DDT (Dichloro Diphenyl
Trichloroethana) merupakan salah satu pestisida sintesis yang sangat terkenal.
Kenapa terkenal ? Karena DDT telah mencatat sejarah penting bagi kehidupan
dunia, dan bahkan hingga saat ini pengaruhnya masih belum bisa jauh dari
kehidupan biologis dunia. DDT merupakan pestisida yang mengundang sejarah
kontroversial. Ingin tahu lebih lengkapnya ? Yuk, kita simak.
Ketika berlangsungnya
perang Dunia II, terjadi wabah malaria dan tipus besar-besaran yang telah
mengakibatkan banyak nyawa meninggal. Diantara banyak nyawa yang hilang adalah
para penduduk sipil serta tentara militer. Nah, akibat permasalahan yang sangat
serius ini, para ilmuan mulai melakukan berbagai percobaan menciptakan suatu
senyawa yang bisa mengendalikan dan menghentikan merabknya wabah malaria dan
tipus tersebut. Pada tahun 1873 seorang ilmuan yang bernama Zeidler mensintesis
suatu senyawa yang disebut DDT. Akan tetapi, sifat insektisida dari DDT ini
baru ditemukan ditahun 1939 oleh Dr. Paul Muller. DDT menjadi sangat populer
selama perang dunia II. DDT mampu menanggulangi penyakit malaria, tifus, maupun
penyakit lainnya yang ditularkan oleh nyamuk, lalat, dan kutu. DDT telah
menjadi malaikat penolong bagi umat manusia saat itu. Betapa tidak, DDT telah
mampu menyelamatkan 25 juta jiwa dari ancaman tifus dan malaria (500.000 orang
meninggal akibat malaria ditahun 1960 kemudian turun menjadi 1000 orang ditahun
1970). Karena seluruh dunia merasa tertolong oleh DDT, akhirnya ditahun 1948
Paul Muller dianugrahi hadiah Nobe dalam ilmu kedokteran dan fisiologi.
Akan tetapi, sifat
malaikat DDT tidak dicap selamanya, karena ditahun 1962 keluarlah Buku yang
berjudul "SILENT SPRING" karangan Rachel Carson yang menghebohkan
dunia. Dalam Silent Spring, dikatakan bahwa DDT adalah obat yang sesungguhnya
sangat mematikan bagi kehidupan bumi. Silent Spring terang-terangan meminta
pertanggung jawaban dari semua pihak karena melapskan banyak bahan kimia (DDT)

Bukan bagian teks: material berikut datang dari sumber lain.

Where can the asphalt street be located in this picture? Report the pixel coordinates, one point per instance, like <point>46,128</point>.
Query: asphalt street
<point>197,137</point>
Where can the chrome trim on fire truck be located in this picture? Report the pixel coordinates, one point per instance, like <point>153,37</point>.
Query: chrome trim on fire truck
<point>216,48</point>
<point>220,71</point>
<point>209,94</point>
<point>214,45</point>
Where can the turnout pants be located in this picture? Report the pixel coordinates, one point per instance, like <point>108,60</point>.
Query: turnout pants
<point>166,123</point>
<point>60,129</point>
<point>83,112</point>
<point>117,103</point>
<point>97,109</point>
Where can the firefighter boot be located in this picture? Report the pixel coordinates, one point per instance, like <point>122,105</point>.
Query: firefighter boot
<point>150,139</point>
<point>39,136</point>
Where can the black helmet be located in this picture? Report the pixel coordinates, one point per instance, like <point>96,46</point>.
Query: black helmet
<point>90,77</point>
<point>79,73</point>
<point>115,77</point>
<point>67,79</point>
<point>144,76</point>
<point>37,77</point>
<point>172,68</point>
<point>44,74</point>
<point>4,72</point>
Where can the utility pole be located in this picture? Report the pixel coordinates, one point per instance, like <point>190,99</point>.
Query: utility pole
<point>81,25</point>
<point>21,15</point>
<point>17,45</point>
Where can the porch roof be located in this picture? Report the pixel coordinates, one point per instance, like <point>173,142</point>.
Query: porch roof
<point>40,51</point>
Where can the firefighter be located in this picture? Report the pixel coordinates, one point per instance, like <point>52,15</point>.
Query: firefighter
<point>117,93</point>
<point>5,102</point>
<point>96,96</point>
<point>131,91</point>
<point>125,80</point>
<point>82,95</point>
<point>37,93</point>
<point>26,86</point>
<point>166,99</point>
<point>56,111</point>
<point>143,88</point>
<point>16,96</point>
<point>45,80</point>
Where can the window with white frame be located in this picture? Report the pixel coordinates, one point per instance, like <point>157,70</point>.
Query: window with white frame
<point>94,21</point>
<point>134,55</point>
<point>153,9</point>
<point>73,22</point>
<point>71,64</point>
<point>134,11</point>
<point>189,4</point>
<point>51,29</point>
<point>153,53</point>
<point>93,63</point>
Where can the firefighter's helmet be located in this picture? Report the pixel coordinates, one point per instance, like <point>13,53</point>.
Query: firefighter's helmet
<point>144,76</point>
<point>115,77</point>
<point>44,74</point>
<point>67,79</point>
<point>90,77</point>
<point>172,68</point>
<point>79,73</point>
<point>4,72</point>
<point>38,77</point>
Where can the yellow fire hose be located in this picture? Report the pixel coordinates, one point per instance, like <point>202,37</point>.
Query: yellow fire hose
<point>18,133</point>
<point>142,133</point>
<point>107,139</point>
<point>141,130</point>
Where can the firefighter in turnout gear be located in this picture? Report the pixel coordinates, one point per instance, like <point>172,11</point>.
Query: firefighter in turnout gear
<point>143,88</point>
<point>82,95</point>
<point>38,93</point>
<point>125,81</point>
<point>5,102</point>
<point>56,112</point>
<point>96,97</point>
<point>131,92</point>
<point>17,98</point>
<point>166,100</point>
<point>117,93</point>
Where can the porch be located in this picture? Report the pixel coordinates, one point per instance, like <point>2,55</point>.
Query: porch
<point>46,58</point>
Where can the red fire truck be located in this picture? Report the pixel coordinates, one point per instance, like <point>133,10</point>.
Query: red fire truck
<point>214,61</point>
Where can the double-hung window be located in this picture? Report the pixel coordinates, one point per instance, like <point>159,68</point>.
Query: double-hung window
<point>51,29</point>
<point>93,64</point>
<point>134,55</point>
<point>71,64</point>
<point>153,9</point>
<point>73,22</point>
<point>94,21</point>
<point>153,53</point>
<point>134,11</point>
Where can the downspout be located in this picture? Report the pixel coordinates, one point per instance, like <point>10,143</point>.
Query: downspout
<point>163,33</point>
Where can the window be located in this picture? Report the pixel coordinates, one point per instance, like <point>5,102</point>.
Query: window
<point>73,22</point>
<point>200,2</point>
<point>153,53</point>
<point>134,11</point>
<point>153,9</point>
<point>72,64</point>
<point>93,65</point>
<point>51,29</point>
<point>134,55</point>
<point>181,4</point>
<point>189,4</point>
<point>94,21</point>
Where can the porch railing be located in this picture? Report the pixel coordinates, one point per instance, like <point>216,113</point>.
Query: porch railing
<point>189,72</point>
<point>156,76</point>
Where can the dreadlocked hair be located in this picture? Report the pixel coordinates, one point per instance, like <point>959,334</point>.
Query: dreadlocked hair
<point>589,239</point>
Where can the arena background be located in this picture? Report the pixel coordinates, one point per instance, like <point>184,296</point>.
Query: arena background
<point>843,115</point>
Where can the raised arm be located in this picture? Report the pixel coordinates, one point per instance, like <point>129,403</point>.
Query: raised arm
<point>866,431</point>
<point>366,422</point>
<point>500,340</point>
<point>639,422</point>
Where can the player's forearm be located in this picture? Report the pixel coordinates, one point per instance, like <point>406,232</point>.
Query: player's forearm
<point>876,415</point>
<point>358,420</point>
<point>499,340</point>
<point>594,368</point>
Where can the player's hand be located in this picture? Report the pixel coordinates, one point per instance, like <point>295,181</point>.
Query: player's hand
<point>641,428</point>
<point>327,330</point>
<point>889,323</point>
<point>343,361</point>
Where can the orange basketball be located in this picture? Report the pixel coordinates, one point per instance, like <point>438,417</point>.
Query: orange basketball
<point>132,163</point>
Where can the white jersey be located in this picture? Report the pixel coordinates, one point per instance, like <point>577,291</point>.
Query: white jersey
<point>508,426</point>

kedalam lingkungan tanpa memahami bahwa DDT sebenarnya dapat merusak ekologi
bahkan kesehatan manusia. Dunia pun gaduh atas keluarnya buku ini. Pada tahun
1940-an sebenarnya sudah terlihat banyak populasi burung elang yang hampir
punah di AS. Ternyata elang terkontaminasi DDT dari makanannya (ikan yang
tercamar DDT). Bukan itu saja, DDT juga menyebabkan cangkang telur elang
menjadi amat rapuh sehingga rusak ketika dierami. Muncul juga gejala keracunan
akut pada manusia, seperti tremor, sakit kepala, letih, muntah, kerusakan
sel-sel hati, sistem syaraf, sistem imunitas, dan reproduksi akibat DDT. DDT
bisa membawa penyakit ccacat bagi janin yang dikandung makhluk hidup. Akhirnya
AS memutuskan pelarangan penggunaan DDT oleh AS tahun 1972. DDT diumumkan
dilarang digunakan untuk pertanian seluruh dunia.
Namun, kenyataanya tak
sesimpel itu untuk menangkal efek mematikan dan berbahayanya senyawa yang satu
ini. Penghentian DDT kenyataanya masih meninggalkan masalah di abad ke-21 saat
ini. DDT adalah senyawa yang presisten (tahan, tak mudah terurai, stabil, tak
mudah terdegradasi) dan mampu mengendap dalam tanah sampai kapanpun. Masih
banyak sekali residu (sisa-sisa) DDT yang tertinggal di alam dan kini justru
masih menghantui kehidupan seluruh makhluk hidup di dunia. Dan saat ini,
seluruh makhluk hidup sangat perlu mewaspadai DDT residu ini.
Ya itulah DDT. Antara
malaikat penolong dan juga sebagai malaikat maut.